Project anatomy
There are two kinds of files in an ayjnt project: the ones you write, and the ones the framework regenerates. Knowing which is which saves hours of future confusion.
The full tree
Files you author
agents/<name>/agent.ts
One class per folder, default-exported, extending Agent
(or McpAgent). The folder name becomes the URL prefix;
the class name becomes the DO binding (CounterAgent → COUNTER_AGENT).
agents/<name>/app.tsx (optional)
React UI for this agent. Imports useAgent from @ayjnt/<route>, which is a typed hook the framework
generates. Bundled with Bun and served at the same URL via Cloudflare
Assets.
agents/.../middleware.ts (optional)
Applies to every agent at or below this folder. Hono-style (c, next) => Response. Root → leaf chaining; the agents/middleware.ts at the top of the tree runs first,
nested ones run next, then the agent.
package.json
Standard Bun/npm manifest. The ayjnt scripts you run (dev,
build, deploy, migrate) invoke
the CLI. You own this file.
tsconfig.json
You own this file. The ayjnt new template pre-fills it
with two path aliases that make the generated hooks importable:
{
"compilerOptions": {
"paths": {
"@ayjnt/env": ["./.ayjnt/env.d.ts"],
"@ayjnt/*": ["./.ayjnt/client/*"]
}
}
}
The ./ prefix is required — TypeScript rejects path
mappings without baseUrl unless they're relative.
Files ayjnt regenerates
.ayjnt/migrations.json committed
The only file in .ayjnt/ that is checked into git. It's
the source of truth for what DO schema is in production. Every build
diffs the current file tree against this lockfile and stages a new
migration entry if anything changed. ayjnt deploy refuses to run if your git tree is
out of sync with origin/main.
.ayjnt/dist/entry.ts gitignored
The worker's actual entrypoint. It re-exports every agent class
(so the Durable Object runtime can find them by name), builds a
route table sorted longest-prefix first, and dispatches requests —
HTML goes to the Assets binding, MCP agents go to McpAgent.serve(), everything else gets forwarded to the
matching DO via getAgentByName.
.ayjnt/dist/wrangler.jsonc gitignored
The wrangler config ayjnt hands to the CLI. DO bindings, migrations,
compatibility flags, and (when you have app.tsx files)
the Assets binding are all filled in automatically.

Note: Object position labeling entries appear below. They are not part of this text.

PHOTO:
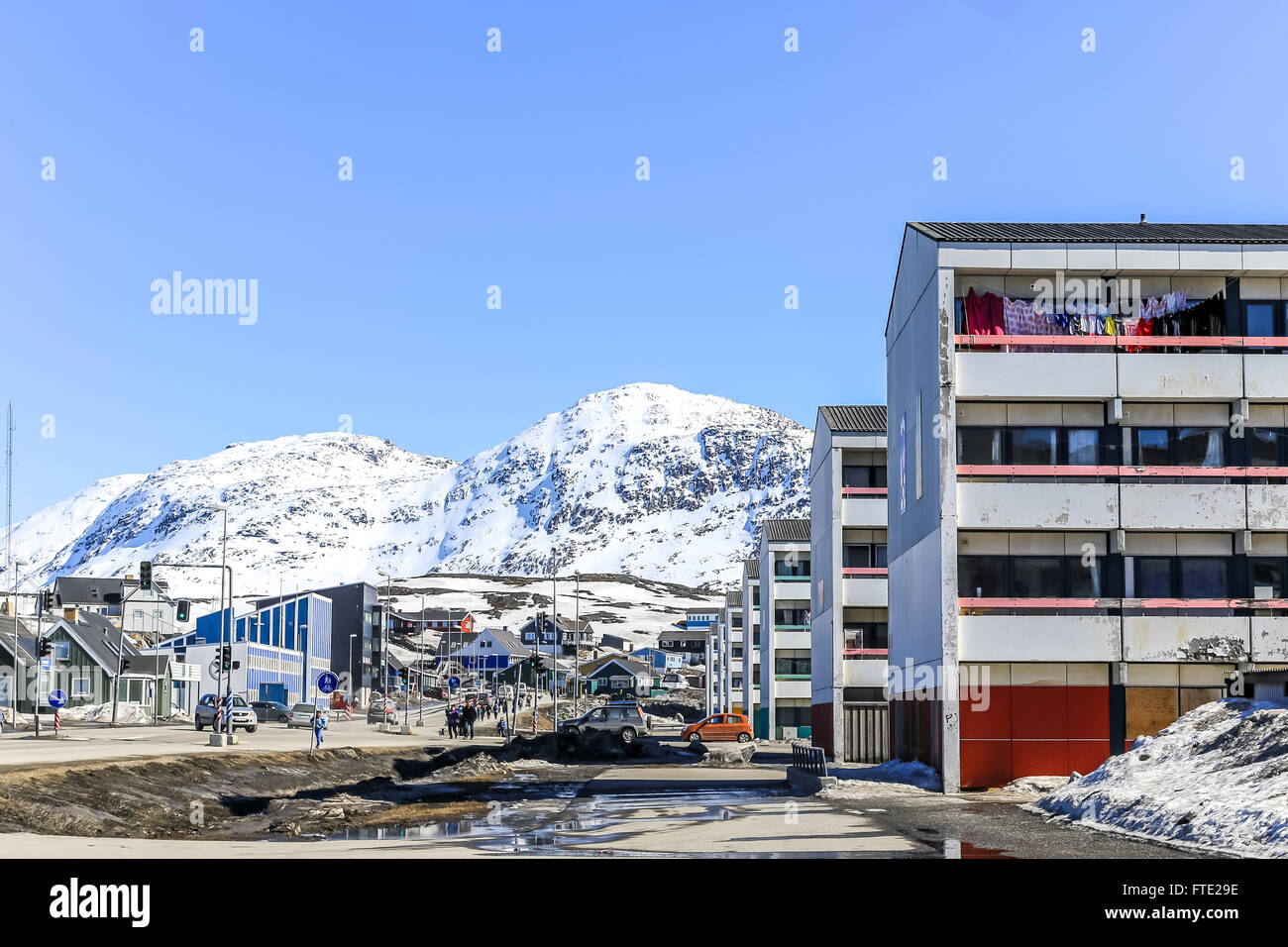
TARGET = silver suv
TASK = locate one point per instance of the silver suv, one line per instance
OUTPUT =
(243, 716)
(622, 720)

.ayjnt/env.d.ts gitignored
Declares the GeneratedEnv type with every DO binding
pointed at its specific agent class. Import it when you write an
agent: import type { GeneratedEnv } from "@ayjnt/env".

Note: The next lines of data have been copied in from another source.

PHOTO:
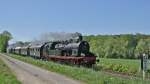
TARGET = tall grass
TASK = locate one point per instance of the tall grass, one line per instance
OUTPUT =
(121, 65)
(87, 76)
(6, 76)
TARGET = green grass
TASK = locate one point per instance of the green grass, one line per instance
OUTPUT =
(6, 77)
(121, 65)
(88, 76)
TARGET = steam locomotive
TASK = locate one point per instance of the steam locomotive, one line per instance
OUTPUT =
(73, 51)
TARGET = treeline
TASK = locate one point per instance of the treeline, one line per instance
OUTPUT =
(4, 38)
(128, 46)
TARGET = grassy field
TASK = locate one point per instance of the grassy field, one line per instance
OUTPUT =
(132, 67)
(83, 74)
(6, 77)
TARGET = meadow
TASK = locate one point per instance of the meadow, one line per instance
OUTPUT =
(6, 76)
(87, 76)
(128, 66)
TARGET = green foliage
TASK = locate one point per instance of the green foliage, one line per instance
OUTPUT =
(4, 38)
(119, 46)
(6, 77)
(83, 74)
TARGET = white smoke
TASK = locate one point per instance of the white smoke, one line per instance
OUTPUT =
(58, 36)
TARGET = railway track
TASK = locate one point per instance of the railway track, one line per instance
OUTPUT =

Extend it with any extra bindings you declare in wrangler.
.ayjnt/tsconfig.json gitignored
Declares the @ayjnt/* path aliases the generated hooks
live under. Your own tsconfig.json can either inline the
paths (what ayjnt new does) or extend this file via "extends": "./.ayjnt/tsconfig.json".

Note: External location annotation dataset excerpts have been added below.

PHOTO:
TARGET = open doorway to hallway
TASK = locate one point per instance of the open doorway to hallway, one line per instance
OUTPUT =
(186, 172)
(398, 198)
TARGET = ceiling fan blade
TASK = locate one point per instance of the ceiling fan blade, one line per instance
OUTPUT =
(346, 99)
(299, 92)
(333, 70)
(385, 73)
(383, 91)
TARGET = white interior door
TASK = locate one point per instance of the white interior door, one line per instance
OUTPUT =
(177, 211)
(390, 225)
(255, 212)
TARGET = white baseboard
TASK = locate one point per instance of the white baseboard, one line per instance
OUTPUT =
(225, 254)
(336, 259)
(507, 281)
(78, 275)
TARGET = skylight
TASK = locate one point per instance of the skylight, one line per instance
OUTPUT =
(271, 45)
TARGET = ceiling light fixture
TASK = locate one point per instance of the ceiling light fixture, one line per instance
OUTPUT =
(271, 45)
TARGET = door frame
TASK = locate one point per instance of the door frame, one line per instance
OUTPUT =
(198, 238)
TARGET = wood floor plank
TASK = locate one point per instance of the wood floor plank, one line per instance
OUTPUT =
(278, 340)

.ayjnt/client/<route>/index.tsx gitignored
One file per agent. Contains the typed useAgent() hook,
bound to that agent's class and route prefix. Users import from @ayjnt/<route>, which resolves here via the path
alias. Regenerated on every build.
.ayjnt/assets/__ayjnt/<route>/* gitignored
Only exists when at least one agent has an app.tsx. Contains
the bundled JS and HTML shell for each UI. Cloudflare Assets serves
these as static files; the __ayjnt prefix keeps them out
of the user's route namespace.
The gitignore
The ayjnt new template writes this .gitignore
rule which captures the whole contract in two lines:
.ayjnt/*
!.ayjnt/migrations.json
Ignore everything in .ayjnt/ except migrations.json. Every other file
regenerates on the next ayjnt build, so tracking them
just generates noise in code review.
rm -rf .ayjnt/dist
.ayjnt/client .ayjnt/tsconfig.json .ayjnt/env.d.ts .ayjnt/assets
is always safe. The next ayjnt dev or ayjnt build regenerates everything.